For many Chinese, the Year of the Tiger will bring economic prowess and global clout, but couples planning to marry are better off waiting until 2011, according to fortune-tellers.
Superstition is still a strong force in China and different beliefs have soared in popularity since the reform and opening up of the 1970s.
The traditional Chinese zodiac is made up of 12 animals, with each year having its own particular characteristics, such as those good for having a baby or starting a business. The tiger brings with it mythical heroic powers, but the coming Chinese New Year is an inauspicious one for marriage.
"If you marry this year, your husband may die earlier," Joyce Lin, a 25-year-old college graduate, told Reuters.
"My parents are not superstitious, so I'm not, but in our opinion it is not a good time for marriage."
People in Anhui province also say "tiger babies" are often too aggressive.
Babies born in the afternoon are called "hungry tigers" and it is believed the children will have problems finding food later in life.
Many younger Chinese choose to follow more mainstream traditions.
Huo Yuan, 20, said she planned to make dumplings with her family on the eve of Spring Festival on Saturday and would avoid cutting her hair. "For one month after the eve, you cannot cut your hair. If you cut it you will die earlier," she said as she shopped with friends in Beijing.
The Year of the Tiger is also expected to usher in an even stronger recovery of the Chinese economy.
"The animal is full of energy and power," Raymond Lo, a Hong Kong-based feng shui master, told Reuters.
"Tiger is the birthplace of fire, it generates optimism in the stock market. We expect the fire will get stronger and the stock market to be quite active in the summer."
But despite a successful Year of the Ox, when China once again achieved economic growth in the face of a global financial slowdown, the nation also faced challenges, including some that must still be addressed in the new year, analysts said.
Increasing employment opportunities for Chinese people, particularly graduates and migrant workers, is arguably the most important task facing the central government.
The country's job markets have slowly recovered following a major slump brought on by the global recession, but creating more work is vital not only to the economy but also to social stability, analysts said.

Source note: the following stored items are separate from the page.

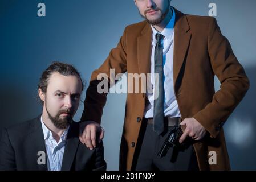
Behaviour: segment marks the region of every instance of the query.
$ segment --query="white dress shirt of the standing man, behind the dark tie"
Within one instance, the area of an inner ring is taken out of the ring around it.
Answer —
[[[164,35],[162,40],[163,45],[163,66],[164,66],[164,116],[165,117],[180,117],[180,110],[178,109],[177,100],[174,94],[173,82],[173,47],[174,47],[174,23],[175,11],[173,11],[172,19],[166,25],[162,32],[158,32],[152,25],[152,53],[151,53],[151,84],[152,89],[155,86],[155,46],[156,34]],[[154,89],[153,89],[154,90]],[[145,106],[144,117],[153,118],[154,114],[154,93],[147,92],[148,103]]]

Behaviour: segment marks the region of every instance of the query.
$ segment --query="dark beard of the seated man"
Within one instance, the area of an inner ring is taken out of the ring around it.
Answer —
[[[54,124],[54,126],[57,129],[63,130],[67,129],[68,126],[70,126],[70,123],[72,122],[72,111],[70,109],[62,109],[59,110],[59,112],[56,114],[55,117],[53,117],[48,109],[47,109],[47,104],[46,104],[46,111],[48,114],[49,119],[51,122]],[[60,118],[60,114],[66,113],[68,114],[66,117]]]

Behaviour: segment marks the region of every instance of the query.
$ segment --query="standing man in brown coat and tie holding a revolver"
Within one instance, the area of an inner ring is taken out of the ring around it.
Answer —
[[[100,73],[109,78],[110,69],[115,75],[155,73],[159,79],[151,76],[153,94],[128,93],[120,169],[230,169],[222,126],[245,96],[249,80],[229,41],[214,18],[183,14],[170,0],[134,1],[145,21],[127,26],[117,47],[92,73],[80,140],[92,149],[96,136],[98,142],[103,138],[107,94],[97,92]],[[216,93],[215,75],[221,82]],[[169,131],[178,124],[184,126],[178,138],[183,145],[159,158]]]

"Our research shows the despair among college graduates on the fringes of society is growing. They see no future and feel they have no possibility of joining mainstream society," Yu Jianrong, a sociologist with the Chinese Academy of Social Sciences, told China Daily.
Migrant workers, due to their low job expectations, are starting to see an increase in opportunities, as are many other sections of society, but graduates are still struggling.
China will produce 6.3 million fresh college graduates this year. There were 6.1 million last year, 87 percent of whom found jobs, according to the Ministry of Human Resources and Social Security.
A possible rise in inflation is also a great concern, said Hu Xingdou, an economics professor at the Beijing Institute of Technology.
"If the inflation rate cannot be contained below 5 percent, more than just one section of society will be affected," he said. "Disadvantaged groups will be worst hit. Their incomes are only enough to live on and survival will become a problem for them if there is serious inflation."
Xiao Shuwen, 80, a retired teacher in Beijing, said he expects the country to improve its standing on a global stage during the Year of the Tiger.
"Each year gets better and better. We have more trade and prosperity. We try and understand each country's situation, this will be a good year for international dialogue and communication," he said.
China is still at loggerheads with the United States on several issues: US arms sales to Taiwan, plans by Barack Obama to meet the Dalai Lama, and the US president's promise to "get tough" with China on matters of trade and currency. However, healing the damage to Sino-US relations should be a simple problem to solve, according to Fan Jishe, a scholar in US studies at the Chinese Academy of Social Sciences.
"With the depth of exchanges in many fields and amount of existing channels of bilateral dialogue, the two countries' ability to manage their conflicts is improving," he said, adding that despite recent arguments, the relationship "will not go back to a stage of distinctive, antagonistic opposition, when the channels of communication were limited."
"To let relations sour is not in the interests of either China, the US or the rest of the world," said Fu Mengzi, assistant president of the China Institute of Contemporary International Relations.
"At a time when the global economy still faces uncertainty and when issues of terrorism, climate change and regional conflict all require cooperation from both sides, not cooperating will harm both China and the US."
Fan predicted a fresh round of bilateral disagreements on trade protectionism during the mid-term elections in the US. However, he said there is "clear room for cooperation" when it comes to global security, such as at the Global Nuclear Security Summit in the US and the Nuclear Non-proliferation Treaty Review Conference this spring.
For the moment, most Chinese are firmly focused on their family celebrations and have been snapping up last-minute bargains for the holidays, including traditional sweets and cakes.
Many Western clothing stores in Beijing and Shanghai put cutout tiger photos over their mannequin's faces, while streets were festooned with tiger emblems.
"Why? It's the Year of the Tiger," said a shop assistant in Beijing.